1. I've had to turn down the sampling rate so I can convolve longer samples. 22050 hz works out ok though for what I've been messing with so far, so maybe it's not that big a deal. longer samples kinda make things muddy anyway

2. now I want to do multiple convolutions at once and layer things and that's probably not happening on this hardware XD

I'll probably have to switch to an fft based system for non-realtime convolution to make this practical for designing dynamic sound tracks for games that can run on a variety of hardware, otherwise I'll probably have to opt for actually recording my songs and stitching it together by some more conventional means

this thing is also really good at warming up my laptop XD

idk if I'm done playing around with this prototype yet, but I'd like to explore granular synthesis a bit soon. I think there's probably a lot of cool ways it can be combined with convolution, like having the kernel morph over time.

@aeva my math is rusty... how do you combine two impulse responses, anyway? Do you have to convolve one with the other?

@sixohsix oh i mean i want to have A × B + C × D, where × is a convolution and + is just mixing

probably first is reworking this program so i can change out the convolution kernel without restarting it or at least make it so i don't have to recompile it each time

anyways i highly recommend building your own bespoke audio synthesis pipeline from scratch, it's a lot of fun

@aeva I think the airwindows guy is using fft

@ohmrun idk who that is but i gather fft is the normal method for this

@aeva we've been meaning to, tbh

@ireneista it's very satisfying to make sounds

@aeva I built my own audio system and hate every time I have to work on it, so I guess different strokes and all that.

(fwiw:
https://shirakumo.github.io/libmixed/
https://shirakumo.github.io/cl-libmixed/
https://shirakumo.github.io/harmony/ )

@shinmera mine rewards me with magnificent sounds every time i play with it 😌

@aeva Yeah, I had much the same thought myself and I'm working towards it (slowly 😅)

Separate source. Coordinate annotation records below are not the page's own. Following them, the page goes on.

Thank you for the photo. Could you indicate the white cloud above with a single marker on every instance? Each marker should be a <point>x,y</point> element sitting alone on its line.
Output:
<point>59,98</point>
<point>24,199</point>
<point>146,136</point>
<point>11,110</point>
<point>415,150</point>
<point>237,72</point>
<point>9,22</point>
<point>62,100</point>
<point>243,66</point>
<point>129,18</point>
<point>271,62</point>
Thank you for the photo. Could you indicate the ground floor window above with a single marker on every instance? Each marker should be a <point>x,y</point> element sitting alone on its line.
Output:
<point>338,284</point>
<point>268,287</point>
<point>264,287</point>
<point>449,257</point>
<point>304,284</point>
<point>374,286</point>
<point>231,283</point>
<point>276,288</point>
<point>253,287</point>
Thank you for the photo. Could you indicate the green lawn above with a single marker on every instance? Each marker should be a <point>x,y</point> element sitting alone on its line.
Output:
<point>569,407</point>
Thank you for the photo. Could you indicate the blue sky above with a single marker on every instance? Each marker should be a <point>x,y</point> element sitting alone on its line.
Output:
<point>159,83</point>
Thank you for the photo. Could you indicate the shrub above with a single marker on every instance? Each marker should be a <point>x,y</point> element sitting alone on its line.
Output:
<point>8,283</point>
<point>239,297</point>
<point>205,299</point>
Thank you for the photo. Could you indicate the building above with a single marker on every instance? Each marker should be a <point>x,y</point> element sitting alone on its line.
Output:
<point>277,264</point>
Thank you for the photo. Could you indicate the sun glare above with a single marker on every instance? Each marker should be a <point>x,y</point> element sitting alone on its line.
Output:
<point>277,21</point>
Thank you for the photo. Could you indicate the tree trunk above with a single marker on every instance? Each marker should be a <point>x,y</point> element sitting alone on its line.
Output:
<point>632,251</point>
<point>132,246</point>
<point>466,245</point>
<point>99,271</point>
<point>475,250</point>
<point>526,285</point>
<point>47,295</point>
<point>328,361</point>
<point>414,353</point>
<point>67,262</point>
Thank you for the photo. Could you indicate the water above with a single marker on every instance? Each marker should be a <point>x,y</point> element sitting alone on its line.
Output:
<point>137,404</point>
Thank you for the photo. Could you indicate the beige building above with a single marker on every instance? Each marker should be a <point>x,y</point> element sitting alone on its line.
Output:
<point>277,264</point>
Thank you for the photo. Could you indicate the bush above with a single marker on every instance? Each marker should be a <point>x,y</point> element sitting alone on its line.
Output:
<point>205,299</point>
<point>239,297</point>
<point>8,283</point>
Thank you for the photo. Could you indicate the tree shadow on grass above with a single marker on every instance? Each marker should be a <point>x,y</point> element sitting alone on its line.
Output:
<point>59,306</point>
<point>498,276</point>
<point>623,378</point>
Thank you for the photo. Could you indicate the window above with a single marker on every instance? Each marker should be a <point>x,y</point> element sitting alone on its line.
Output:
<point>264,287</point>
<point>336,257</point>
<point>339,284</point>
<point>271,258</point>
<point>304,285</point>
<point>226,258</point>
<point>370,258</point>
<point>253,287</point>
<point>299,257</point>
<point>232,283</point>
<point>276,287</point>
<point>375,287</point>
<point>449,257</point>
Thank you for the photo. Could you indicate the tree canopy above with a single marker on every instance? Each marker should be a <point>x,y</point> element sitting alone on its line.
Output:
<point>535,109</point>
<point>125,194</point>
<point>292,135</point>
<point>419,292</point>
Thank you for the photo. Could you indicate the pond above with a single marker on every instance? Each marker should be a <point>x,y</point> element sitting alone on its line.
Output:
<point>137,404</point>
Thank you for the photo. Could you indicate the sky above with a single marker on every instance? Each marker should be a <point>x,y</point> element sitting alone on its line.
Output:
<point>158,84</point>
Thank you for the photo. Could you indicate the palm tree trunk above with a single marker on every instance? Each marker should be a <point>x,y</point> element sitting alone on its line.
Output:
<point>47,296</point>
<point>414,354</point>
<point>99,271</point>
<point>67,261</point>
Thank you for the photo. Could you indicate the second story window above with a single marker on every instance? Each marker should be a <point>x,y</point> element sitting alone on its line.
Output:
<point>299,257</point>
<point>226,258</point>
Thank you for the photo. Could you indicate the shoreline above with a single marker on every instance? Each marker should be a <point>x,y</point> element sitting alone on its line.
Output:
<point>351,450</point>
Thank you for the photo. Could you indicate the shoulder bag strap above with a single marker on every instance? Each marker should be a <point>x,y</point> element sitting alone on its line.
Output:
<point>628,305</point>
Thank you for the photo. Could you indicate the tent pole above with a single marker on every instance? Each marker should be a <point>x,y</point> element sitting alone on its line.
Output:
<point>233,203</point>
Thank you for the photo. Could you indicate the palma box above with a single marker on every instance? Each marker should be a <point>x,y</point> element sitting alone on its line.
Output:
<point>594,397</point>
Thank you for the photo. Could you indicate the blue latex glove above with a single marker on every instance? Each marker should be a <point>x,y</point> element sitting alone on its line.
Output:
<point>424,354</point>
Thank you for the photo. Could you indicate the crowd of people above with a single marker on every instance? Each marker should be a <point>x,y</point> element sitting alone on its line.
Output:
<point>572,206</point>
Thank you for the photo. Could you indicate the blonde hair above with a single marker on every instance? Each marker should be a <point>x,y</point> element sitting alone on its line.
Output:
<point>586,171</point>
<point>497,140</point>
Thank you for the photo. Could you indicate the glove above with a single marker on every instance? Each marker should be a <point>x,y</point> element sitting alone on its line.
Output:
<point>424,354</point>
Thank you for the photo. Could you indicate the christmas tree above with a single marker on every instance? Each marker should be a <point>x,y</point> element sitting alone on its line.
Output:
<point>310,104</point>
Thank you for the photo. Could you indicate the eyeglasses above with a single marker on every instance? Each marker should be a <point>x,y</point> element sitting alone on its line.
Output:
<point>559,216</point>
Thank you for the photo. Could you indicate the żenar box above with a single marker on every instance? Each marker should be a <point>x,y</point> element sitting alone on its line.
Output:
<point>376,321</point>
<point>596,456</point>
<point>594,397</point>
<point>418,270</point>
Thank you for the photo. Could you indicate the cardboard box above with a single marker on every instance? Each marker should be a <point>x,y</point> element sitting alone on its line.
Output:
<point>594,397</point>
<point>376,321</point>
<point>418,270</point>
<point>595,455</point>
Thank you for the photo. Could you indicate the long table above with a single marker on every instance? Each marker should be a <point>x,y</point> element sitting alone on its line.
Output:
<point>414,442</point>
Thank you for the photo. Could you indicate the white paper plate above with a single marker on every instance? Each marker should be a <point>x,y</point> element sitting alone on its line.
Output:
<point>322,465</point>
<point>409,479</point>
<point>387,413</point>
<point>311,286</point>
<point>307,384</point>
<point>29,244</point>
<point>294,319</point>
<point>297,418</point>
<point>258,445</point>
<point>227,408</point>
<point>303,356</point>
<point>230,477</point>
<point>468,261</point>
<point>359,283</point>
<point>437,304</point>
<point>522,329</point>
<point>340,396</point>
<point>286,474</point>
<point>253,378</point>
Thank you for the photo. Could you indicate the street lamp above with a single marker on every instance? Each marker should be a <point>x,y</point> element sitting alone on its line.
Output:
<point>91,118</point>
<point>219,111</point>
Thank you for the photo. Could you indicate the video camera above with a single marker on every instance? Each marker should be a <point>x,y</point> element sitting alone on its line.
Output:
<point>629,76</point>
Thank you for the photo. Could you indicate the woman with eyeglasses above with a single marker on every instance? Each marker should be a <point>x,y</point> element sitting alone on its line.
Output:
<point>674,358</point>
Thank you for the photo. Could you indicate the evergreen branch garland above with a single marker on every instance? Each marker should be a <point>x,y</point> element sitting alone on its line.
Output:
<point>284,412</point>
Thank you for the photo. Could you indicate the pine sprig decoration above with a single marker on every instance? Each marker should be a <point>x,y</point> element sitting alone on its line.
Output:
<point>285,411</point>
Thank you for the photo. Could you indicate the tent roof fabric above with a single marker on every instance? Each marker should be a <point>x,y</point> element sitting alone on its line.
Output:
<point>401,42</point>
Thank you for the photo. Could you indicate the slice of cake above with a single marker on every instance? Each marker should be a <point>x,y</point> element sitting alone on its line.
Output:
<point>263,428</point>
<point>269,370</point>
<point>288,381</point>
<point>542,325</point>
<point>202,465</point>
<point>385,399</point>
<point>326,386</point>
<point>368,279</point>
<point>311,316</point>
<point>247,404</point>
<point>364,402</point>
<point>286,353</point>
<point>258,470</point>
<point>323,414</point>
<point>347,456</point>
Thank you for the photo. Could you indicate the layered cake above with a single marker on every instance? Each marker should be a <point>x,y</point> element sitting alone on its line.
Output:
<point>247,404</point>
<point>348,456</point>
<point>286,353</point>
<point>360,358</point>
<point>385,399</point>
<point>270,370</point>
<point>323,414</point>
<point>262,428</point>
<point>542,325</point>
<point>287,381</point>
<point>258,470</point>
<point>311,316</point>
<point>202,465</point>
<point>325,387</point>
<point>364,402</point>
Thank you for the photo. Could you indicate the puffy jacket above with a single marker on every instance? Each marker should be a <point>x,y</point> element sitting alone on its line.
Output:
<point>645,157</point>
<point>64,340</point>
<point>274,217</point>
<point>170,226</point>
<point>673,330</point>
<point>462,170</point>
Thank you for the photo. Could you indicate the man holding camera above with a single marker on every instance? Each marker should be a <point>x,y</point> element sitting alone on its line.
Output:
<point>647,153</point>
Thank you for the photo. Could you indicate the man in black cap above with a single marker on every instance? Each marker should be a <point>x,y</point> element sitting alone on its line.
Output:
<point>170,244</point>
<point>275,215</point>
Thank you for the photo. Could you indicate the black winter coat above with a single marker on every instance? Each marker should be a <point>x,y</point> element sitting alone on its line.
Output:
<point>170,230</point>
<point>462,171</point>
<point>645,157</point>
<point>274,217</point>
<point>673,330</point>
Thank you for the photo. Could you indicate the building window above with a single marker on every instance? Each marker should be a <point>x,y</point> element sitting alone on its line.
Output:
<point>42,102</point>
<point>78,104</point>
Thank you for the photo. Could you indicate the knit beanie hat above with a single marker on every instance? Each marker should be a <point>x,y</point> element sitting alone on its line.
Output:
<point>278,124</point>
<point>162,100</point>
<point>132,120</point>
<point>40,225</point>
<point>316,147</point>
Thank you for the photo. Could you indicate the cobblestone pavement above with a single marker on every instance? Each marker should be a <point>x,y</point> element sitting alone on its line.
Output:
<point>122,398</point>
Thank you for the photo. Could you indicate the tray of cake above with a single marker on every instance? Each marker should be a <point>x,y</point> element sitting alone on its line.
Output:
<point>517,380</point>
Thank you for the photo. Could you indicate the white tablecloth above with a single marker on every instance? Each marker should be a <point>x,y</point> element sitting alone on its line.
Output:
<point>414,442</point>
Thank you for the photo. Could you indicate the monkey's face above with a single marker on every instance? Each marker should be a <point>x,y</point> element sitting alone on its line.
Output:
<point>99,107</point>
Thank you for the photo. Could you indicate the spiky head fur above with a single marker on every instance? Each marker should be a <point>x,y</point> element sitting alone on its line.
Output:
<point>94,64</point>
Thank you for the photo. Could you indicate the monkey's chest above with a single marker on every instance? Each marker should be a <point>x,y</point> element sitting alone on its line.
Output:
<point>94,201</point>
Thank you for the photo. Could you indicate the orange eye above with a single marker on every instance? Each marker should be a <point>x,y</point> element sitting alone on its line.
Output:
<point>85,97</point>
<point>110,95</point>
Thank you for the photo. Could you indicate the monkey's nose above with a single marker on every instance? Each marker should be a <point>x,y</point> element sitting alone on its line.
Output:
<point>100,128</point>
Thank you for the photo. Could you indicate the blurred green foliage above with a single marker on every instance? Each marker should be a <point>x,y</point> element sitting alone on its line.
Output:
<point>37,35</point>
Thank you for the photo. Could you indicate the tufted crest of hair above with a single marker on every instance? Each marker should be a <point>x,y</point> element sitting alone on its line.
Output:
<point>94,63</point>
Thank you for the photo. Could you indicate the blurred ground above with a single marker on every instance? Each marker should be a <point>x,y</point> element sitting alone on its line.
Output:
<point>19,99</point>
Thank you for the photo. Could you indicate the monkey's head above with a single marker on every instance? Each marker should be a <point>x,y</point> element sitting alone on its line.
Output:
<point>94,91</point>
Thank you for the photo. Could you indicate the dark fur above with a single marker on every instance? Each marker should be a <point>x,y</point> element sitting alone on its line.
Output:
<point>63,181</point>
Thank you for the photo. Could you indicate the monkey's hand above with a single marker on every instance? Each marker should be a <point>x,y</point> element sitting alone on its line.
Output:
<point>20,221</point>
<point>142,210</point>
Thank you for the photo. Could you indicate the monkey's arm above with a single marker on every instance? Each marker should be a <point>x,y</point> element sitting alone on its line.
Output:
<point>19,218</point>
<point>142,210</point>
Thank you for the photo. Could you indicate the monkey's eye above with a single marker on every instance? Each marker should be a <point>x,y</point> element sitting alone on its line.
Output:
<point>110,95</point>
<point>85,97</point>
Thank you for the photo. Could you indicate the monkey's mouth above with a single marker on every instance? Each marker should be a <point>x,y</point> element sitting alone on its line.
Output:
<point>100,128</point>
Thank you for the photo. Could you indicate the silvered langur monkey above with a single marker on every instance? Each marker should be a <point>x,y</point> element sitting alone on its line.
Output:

Currently I have FFT based morphing for grains (grab two grain chunks, FFT into blocks, then over X frame linearly blend between the two), and FFT based convolution for a filtering, so its only a short hop to mash 'em together 🤔

@bobvodka oh cool, how's it sound?

@aeva Agreed! My DSP project is the most coding fun I've had in years, with bonus fun sounds too 🥳

The Graphics Programmer to Audio Programmer pipeline is real 😂

@aeva Mine frequently rewards me with ear-destroying noise and incomprehensible bugs

@shinmera puzzles :D

@aeva Sounds good to me.
Its nice how, over a long sample and a lot of "frames' you can hear the target sample slowly come in at various frequencies.

Should work well on smaller grains too; need to implement it in my 'grain swarm' code at some point.

@bobvodka awesome :D

Frankly @aeva ? I'd love to if I understood where to start and the involved math, it'd be a pleasure to suck at it as I do with rendering!

@aeva I have notes on shader reflection if you need them :3

@aeva something about scrolling up through this thread and the length of it make me somewhat doubt that statement…

@aeva
Someone with a great deal of experience in fft that open sources their code. What am I, chopped pork?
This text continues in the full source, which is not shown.